First, let's find the area of the hexagonal base. Since the base is a regular hexagon, we can use the formula:
Area = (3 * sqrt(3) * s²) / 2
Where s is the length of a side of the hexagon. In this case, the side length is 9ft, so the area of the base would be:
Area_base = (3 * sqrt(3) * 9²) / 2
Next, let's find the area of one of the lateral faces. Each lateral face of a hexagonal prism is a rectangle, and its dimensions are the height of the prism (6ft) and the perimeter of the base. Since the base is a regular hexagon, the perimeter is equal to 6 times the side length (9ft):
Perimeter_base = 6 * 9ft
Area_lateral = 6ft * (Perimeter_base)
Finally, let's find the area of the top and bottom faces. Since they are regular hexagons, we use the same formula as we did for the base. The side length is still 9ft:
Area_top_bottom = (3 * sqrt(3) * 9²) / 2
To find the total surface area, we add up all the areas we calculated:
Total_surface_area = 2 * (Area_base) + (Area_lateral) + 2 * (Area_top_bottom)
Now, substitute the values into the formula and calculate the result.
2. To find the surface area of this prism, we need to calculate the areas of all its faces and add them up.
First, let's find the area of the trapezoidal base. The formula for the area of a trapezoid is:
Area = (1/2) * (b₁ + b₂) * h
Where b₁ and b₂ are the lengths of the parallel sides, and h is the altitude (the height of the trapezoid). In this case, b₁ is 7m, b₂ is 3m, and h is 3.5m:
Area_base = (1/2) * (7m + 3m) * 3.5m
Next, let's find the areas of the two triangular faces.

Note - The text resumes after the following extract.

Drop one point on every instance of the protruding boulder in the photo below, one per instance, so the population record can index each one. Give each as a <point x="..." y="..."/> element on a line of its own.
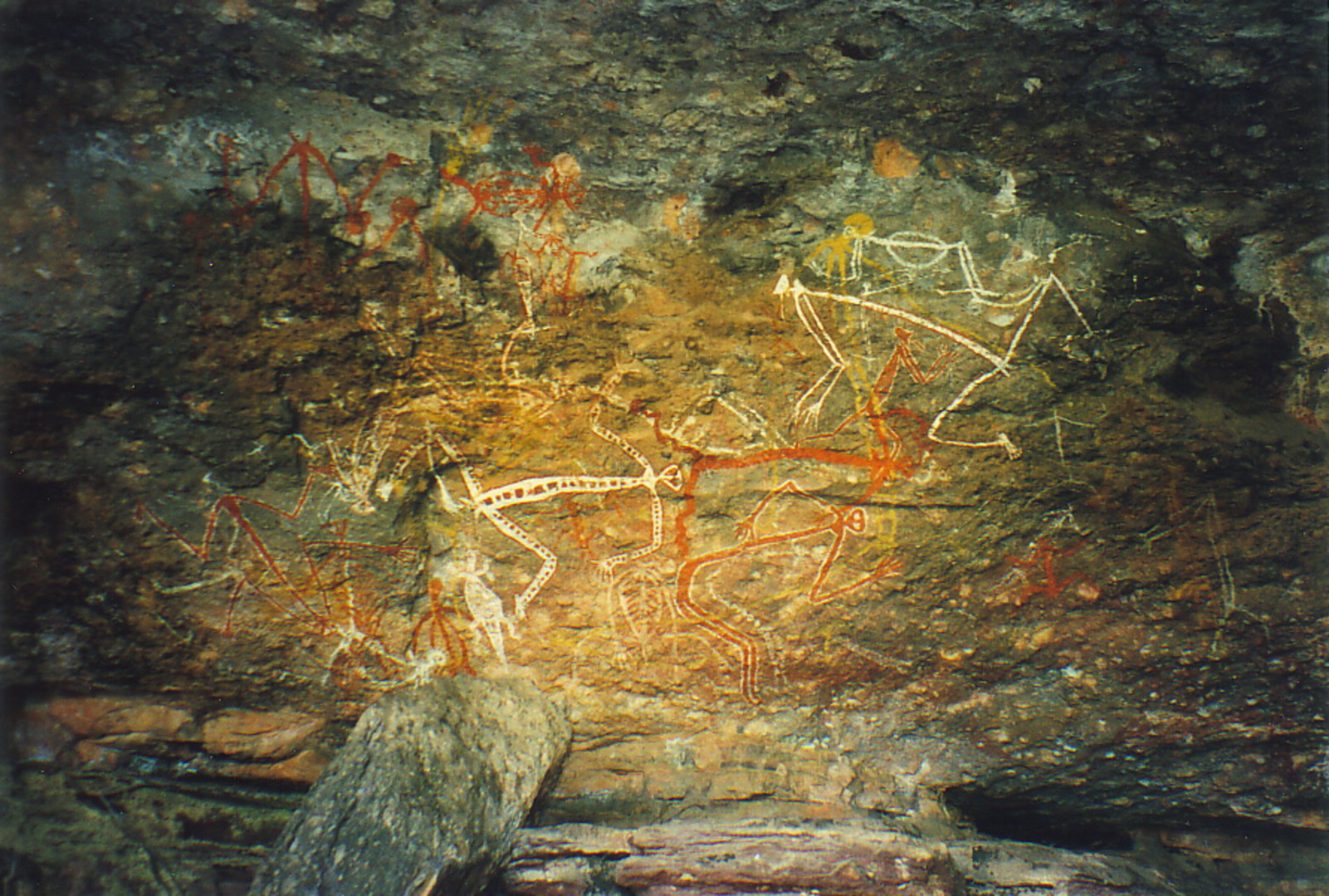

Each one is a right triangle, and its base is one of the non-parallel sides of the trapezoid (which measures 4m) and its height is the height of the prism (2m):
Area_triangular = (1/2) * 4m * 2m
Finally, let's find the areas of the two rectangular faces. Each one has a length equal to the perimeter of the trapezoid's base (b₁ + b₂ + 2 × side), and a height equal to the height of the prism (2m):
Perimeter_base = 7m + 3m + 2 × 4m
Area_rectangular = (Perimeter_base) * 2m
To find the total surface area, we add up all the areas we calculated:
Total_surface_area = (Area_base) + 2 * (Area_triangular) + 2 * (Area_rectangular)
Now, substitute the values into the formula and calculate the result.